Abstract

Abstract As a result of its radical approach to the topic of the Holocaust, as well as due to the long list of prestigious prizes it won, Son of Saul (Saul fia, 2015, directed by László Nemes Jeles) has put the relation between Eastern European societies and totalitarianism in the centre of public and academic discourse. Though most reviews and articles placed the film in the history of Holocaust-representations, this is not the only context in which the film can be understood. In the present article I argue that Son of Saul can also be read outside (or at least at a distance from) the context of a Holocaust-film, as it also belongs to another, quite different and internationally much less known local cinematic canon. There is an unclaimed heritage behind Nemes Jeles’s controversial masterpiece, a trend in Hungarian cinema that explores the crisis of masculinity in totalitarian political regimes, thereby performing an allegorical critique of modernity and modern subjectivity.
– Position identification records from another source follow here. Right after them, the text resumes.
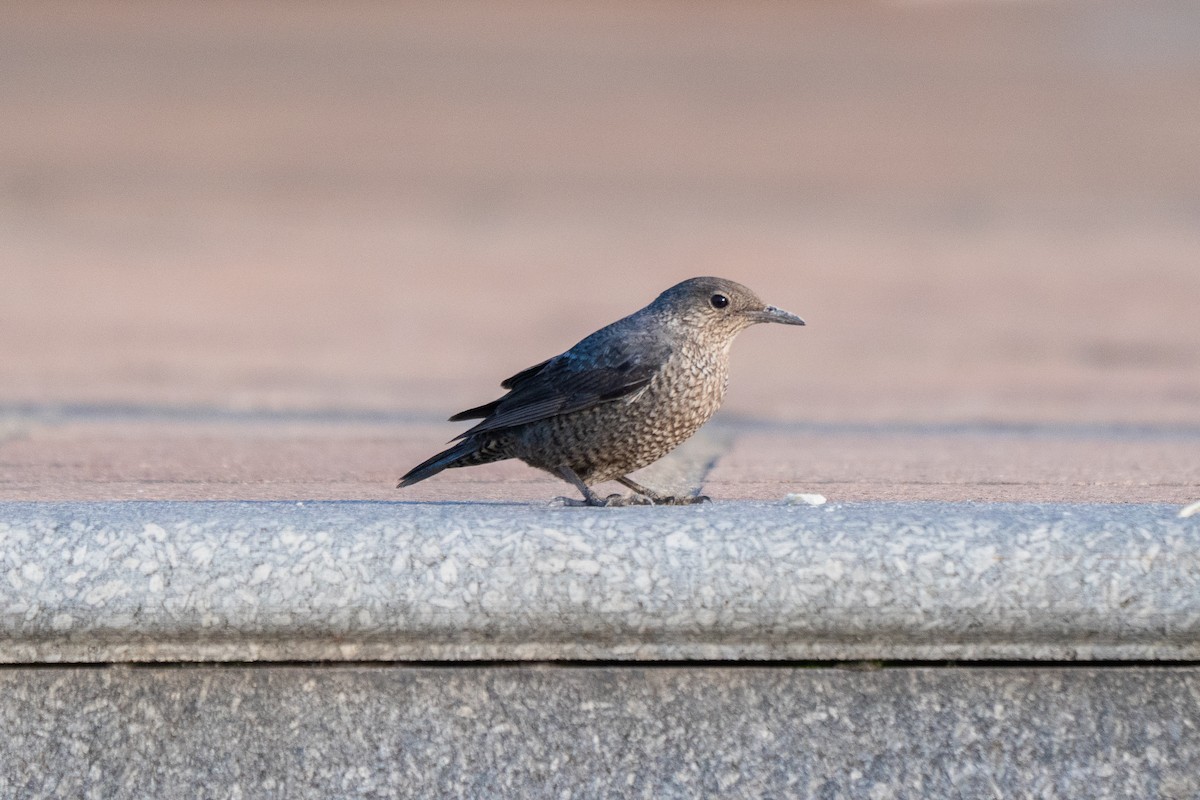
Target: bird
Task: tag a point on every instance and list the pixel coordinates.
(618, 400)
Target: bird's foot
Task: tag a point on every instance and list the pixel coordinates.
(682, 501)
(594, 501)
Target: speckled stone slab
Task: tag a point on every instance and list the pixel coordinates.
(394, 581)
(599, 732)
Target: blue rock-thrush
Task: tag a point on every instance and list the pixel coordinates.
(619, 400)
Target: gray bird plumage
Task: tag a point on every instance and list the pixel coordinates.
(619, 400)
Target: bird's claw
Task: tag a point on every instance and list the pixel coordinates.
(611, 501)
(684, 500)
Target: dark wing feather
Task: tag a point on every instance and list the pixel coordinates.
(525, 374)
(591, 373)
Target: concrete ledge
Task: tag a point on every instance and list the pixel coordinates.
(360, 581)
(600, 732)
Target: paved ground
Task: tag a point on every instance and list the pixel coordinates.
(255, 252)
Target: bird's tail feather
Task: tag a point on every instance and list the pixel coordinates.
(467, 452)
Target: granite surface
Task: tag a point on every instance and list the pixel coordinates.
(599, 732)
(730, 581)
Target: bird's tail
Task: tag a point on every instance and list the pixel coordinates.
(468, 452)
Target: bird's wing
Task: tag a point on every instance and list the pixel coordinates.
(575, 380)
(486, 409)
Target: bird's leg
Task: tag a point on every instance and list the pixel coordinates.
(661, 499)
(589, 497)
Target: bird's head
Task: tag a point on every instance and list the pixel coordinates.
(720, 307)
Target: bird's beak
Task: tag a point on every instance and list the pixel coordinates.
(772, 314)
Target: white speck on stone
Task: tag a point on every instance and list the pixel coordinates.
(576, 593)
(681, 540)
(105, 591)
(202, 554)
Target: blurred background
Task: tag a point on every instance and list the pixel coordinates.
(984, 210)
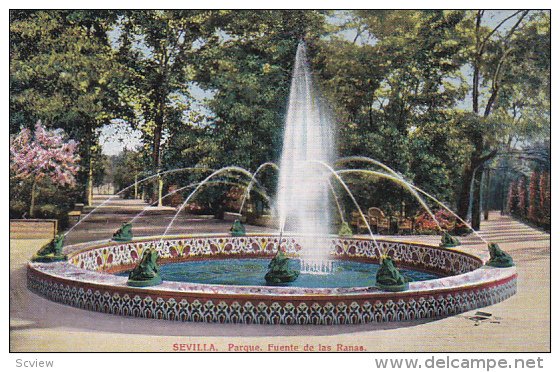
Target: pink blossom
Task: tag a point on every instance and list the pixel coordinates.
(44, 154)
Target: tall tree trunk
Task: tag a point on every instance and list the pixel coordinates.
(33, 193)
(156, 151)
(465, 192)
(89, 189)
(486, 194)
(475, 220)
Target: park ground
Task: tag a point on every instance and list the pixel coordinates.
(521, 323)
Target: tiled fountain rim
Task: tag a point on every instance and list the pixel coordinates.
(69, 273)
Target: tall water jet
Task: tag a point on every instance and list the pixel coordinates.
(303, 189)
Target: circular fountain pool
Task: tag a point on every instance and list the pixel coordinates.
(89, 281)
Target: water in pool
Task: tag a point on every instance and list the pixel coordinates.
(252, 271)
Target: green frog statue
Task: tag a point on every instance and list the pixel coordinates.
(345, 231)
(146, 273)
(389, 278)
(237, 229)
(278, 270)
(124, 233)
(448, 241)
(51, 252)
(498, 258)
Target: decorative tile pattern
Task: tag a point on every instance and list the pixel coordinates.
(83, 282)
(253, 311)
(417, 255)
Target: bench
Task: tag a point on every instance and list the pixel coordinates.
(33, 229)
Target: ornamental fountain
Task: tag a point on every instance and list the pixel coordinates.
(300, 275)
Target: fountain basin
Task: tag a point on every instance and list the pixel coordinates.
(87, 281)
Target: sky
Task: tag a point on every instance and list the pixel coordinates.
(117, 136)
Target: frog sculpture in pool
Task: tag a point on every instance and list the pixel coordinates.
(278, 270)
(146, 273)
(124, 233)
(388, 277)
(51, 252)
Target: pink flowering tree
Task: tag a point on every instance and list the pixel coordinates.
(43, 154)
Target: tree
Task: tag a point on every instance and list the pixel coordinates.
(158, 45)
(493, 57)
(43, 154)
(533, 212)
(395, 87)
(247, 66)
(63, 71)
(522, 197)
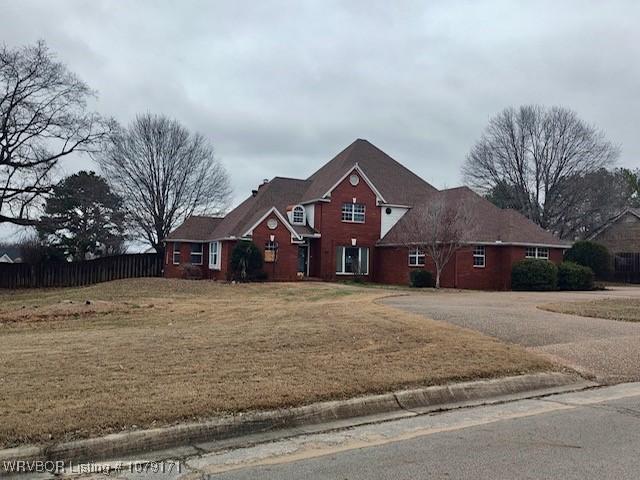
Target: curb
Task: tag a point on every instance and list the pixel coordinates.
(415, 401)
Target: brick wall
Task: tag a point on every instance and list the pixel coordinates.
(392, 266)
(178, 271)
(623, 236)
(285, 268)
(335, 232)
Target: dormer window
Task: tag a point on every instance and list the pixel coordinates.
(298, 215)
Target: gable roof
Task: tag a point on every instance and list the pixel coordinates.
(195, 228)
(280, 192)
(396, 183)
(12, 252)
(628, 211)
(489, 224)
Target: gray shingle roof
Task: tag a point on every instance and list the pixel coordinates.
(488, 222)
(397, 184)
(196, 228)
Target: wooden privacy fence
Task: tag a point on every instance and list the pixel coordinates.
(627, 267)
(73, 274)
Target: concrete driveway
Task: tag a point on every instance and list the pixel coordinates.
(606, 350)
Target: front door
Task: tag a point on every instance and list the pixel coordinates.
(303, 259)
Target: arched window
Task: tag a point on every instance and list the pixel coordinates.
(298, 216)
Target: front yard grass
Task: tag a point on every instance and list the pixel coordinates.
(624, 309)
(81, 362)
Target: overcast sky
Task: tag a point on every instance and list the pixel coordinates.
(280, 87)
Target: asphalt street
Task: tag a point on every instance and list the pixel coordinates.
(593, 434)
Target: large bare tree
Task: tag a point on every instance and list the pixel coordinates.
(539, 155)
(439, 228)
(43, 118)
(164, 174)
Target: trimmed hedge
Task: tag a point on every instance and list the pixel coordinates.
(592, 255)
(421, 278)
(534, 275)
(572, 276)
(246, 262)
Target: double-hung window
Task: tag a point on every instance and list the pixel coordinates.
(352, 261)
(416, 257)
(479, 256)
(214, 255)
(353, 212)
(537, 252)
(196, 254)
(298, 215)
(176, 253)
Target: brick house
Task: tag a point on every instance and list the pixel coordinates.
(621, 235)
(348, 216)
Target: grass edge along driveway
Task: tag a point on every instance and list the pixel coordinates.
(620, 308)
(81, 362)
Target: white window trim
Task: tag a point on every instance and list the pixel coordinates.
(353, 213)
(482, 255)
(192, 253)
(175, 252)
(414, 253)
(215, 265)
(359, 260)
(537, 254)
(293, 215)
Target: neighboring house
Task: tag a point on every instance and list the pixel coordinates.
(349, 215)
(621, 235)
(10, 255)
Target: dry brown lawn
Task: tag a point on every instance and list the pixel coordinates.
(625, 309)
(129, 354)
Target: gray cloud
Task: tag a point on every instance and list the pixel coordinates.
(280, 87)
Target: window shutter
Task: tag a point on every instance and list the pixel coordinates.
(364, 261)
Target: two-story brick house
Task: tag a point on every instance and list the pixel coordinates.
(346, 219)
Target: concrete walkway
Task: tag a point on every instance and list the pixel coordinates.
(607, 350)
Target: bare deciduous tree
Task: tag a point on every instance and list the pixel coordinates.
(164, 174)
(439, 228)
(538, 153)
(43, 118)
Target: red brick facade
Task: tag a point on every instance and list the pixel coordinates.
(335, 232)
(323, 234)
(393, 267)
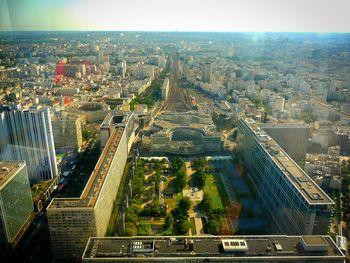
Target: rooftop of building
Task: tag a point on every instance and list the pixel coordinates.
(312, 193)
(169, 120)
(179, 247)
(117, 118)
(286, 125)
(8, 169)
(93, 187)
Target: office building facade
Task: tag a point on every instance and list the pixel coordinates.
(73, 220)
(213, 249)
(27, 135)
(16, 205)
(292, 137)
(206, 73)
(296, 203)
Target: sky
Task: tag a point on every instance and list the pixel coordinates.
(177, 15)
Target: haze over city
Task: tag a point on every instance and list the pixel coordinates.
(174, 131)
(181, 15)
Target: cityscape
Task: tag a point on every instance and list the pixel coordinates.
(174, 146)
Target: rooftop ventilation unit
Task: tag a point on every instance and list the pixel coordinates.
(234, 245)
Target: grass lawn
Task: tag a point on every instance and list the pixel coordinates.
(193, 226)
(211, 188)
(222, 191)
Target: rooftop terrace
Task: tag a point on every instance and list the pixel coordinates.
(312, 193)
(7, 169)
(93, 187)
(135, 249)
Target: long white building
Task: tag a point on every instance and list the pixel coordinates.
(72, 221)
(27, 135)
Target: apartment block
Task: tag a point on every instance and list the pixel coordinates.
(296, 203)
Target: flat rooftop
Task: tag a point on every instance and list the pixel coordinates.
(8, 169)
(135, 249)
(93, 187)
(312, 193)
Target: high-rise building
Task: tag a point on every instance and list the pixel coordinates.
(67, 130)
(292, 137)
(213, 249)
(27, 135)
(206, 72)
(165, 89)
(16, 205)
(296, 203)
(73, 220)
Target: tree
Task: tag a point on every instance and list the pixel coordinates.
(199, 163)
(184, 204)
(199, 178)
(182, 225)
(206, 203)
(214, 226)
(180, 180)
(144, 229)
(168, 222)
(130, 229)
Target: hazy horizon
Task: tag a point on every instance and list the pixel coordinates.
(176, 16)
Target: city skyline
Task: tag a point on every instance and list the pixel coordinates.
(221, 16)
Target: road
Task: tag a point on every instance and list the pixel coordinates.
(176, 101)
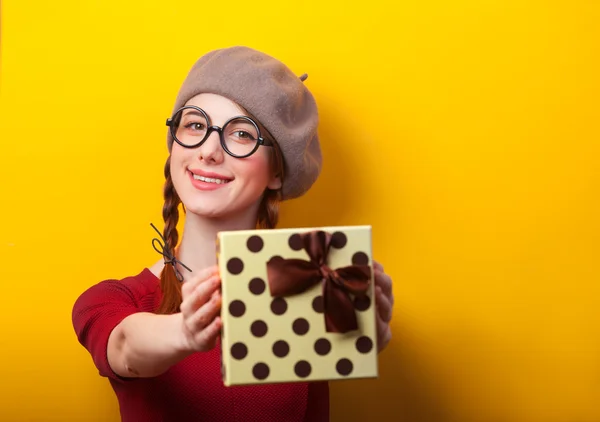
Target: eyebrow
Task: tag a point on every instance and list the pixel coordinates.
(193, 112)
My recontextualization of Nemes Jeles’s work indicates the ways it is influenced by a local, Eastern European filmmaking tradition (which includes the work of his own father, the filmmaker András Jeles as well), and is supported by three interrelated conceptual focus points: a post-Foucauldian understanding of cultural and cinematic space, an awareness of the workings of modern cinematic allegory, and finally the use of male protagonists as prime sites for the inscription of social crisis and historical trauma.